Hi, I'm an IB student from Mexico and I'm dying to solve something.
As part of a homework i must fin the exact value of an irrational number (our teacher told us it would be a trinomial) but as far as I'm concerned an irrational number can't be exact.
The number is:
[IMG]file:///C:/Users/ANAMAR%7E1/AppData/Local/Temp/moz-screenshot-2.png[/IMG]The root of: the root of 1 plus the the root of 1 and so on...
I wasn't able to type it here bit it looks as if the first root is "housing" the next one and so on.

Thanks for you help and I really hope someone knows how to solve this! :)
• Nov 23rd 2010, 12:53 PM
skeeter
Quote:

Originally Posted by stressedIBstudent1
Hi, I'm an IB student from Mexico and I'm dying to solve something.
As part of a homework i must fin the exact value of an irrational number (our teacher told us it would be a trinomial) but as far as I'm concerned an irrational number can't be exact.
The number is:
[IMG]file:///C:/Users/ANAMAR%7E1/AppData/Local/Temp/moz-screenshot-2.png[/IMG]The root of: the root of 1 plus the the root of 1 and so on...
I wasn't able to type it here bit it looks as if the first root is "housing" the next one and so on.

Thanks for you help and I really hope someone knows how to solve this! :)

first, note that image files will not show as a link to your hard drive. you have to upload it as an attachment.

let $x = \sqrt{1 + \sqrt{1 + \sqrt{1 + ...}}}$

$x^2 = 1 + \sqrt{1 + \sqrt{1 + \sqrt{1 + ...}}}$

$x^2 = 1 + x$

$x^2 - x - 1 = 0$

you'll get two irrational roots ... one is the value of your "nested" radical.
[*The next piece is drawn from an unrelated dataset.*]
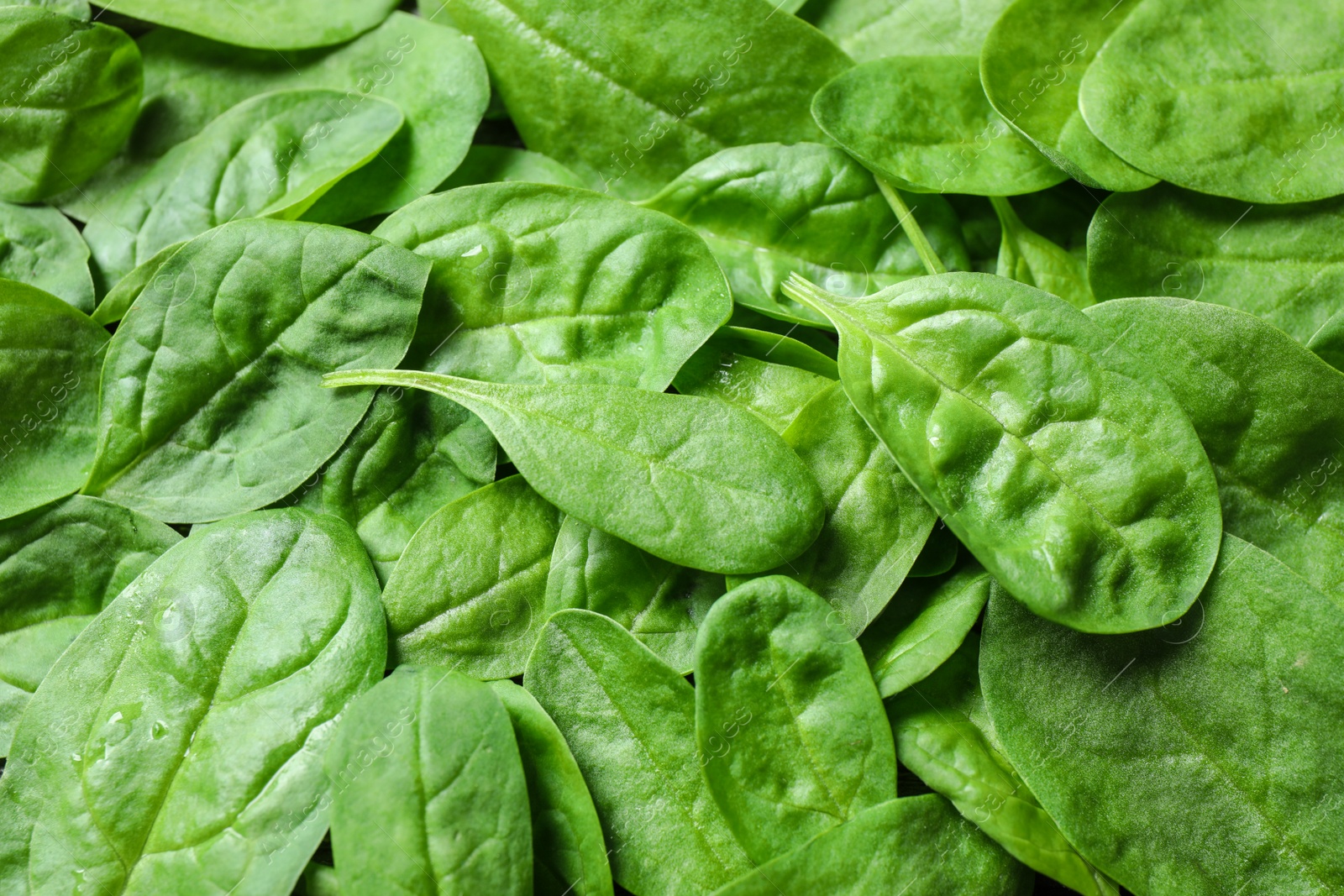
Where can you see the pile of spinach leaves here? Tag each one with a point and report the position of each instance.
(745, 449)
also, see the following article ...

Golden ratio - Wikipedia, the free encyclopedia
• Nov 23rd 2010, 01:10 PM
stressedIBstudent1
Thank you veeery much!
• Nov 23rd 2010, 02:49 PM
Soroban
Hello, stressedIBstudent1!

A slightly different approach . . .

Quote:

$\text{Evaluate: }\sqrt{1 + \sqrt{1 + \sqrt{1 + \hdots}}}$

$\text{We have: }\;x \;=\;\sqrt{1 + \underbrace{\sqrt{1 + \sqrt{1 + \hdots }}}_{\text{This is }x}}$

So we have: . $x \;=\;\sqrt{1 + x}$

Square both sides: . $x^2 \;=\;1 + x \quad\Rightarrow\quad x^2 - x - 1 \:=\:0$

And we get the same quadratic equation that skeeter found.

Follow his advice and get the answer: . $x \;=\;\frac{1 + \sqrt{5}}{2}$
. . which happens to be the Golden Mean, $\phi.$

• Nov 23rd 2010, 03:43 PM
stressedIBstudent1
You really explain things in a simple way, thank you very much!
• Nov 23rd 2010, 04:21 PM
TheCoffeeMachine
Quote:

How can an irrational number be finite?
The wording might better have been 'how can an irrational number be algebraic?'
• Nov 23rd 2010, 04:35 PM
skeeter
Quote:

Originally Posted by TheCoffeeMachine
The wording might better have been 'how can an irrational number be algebraic?'

I think the OP was confusing "exact" as a number with only a finite decimal representation.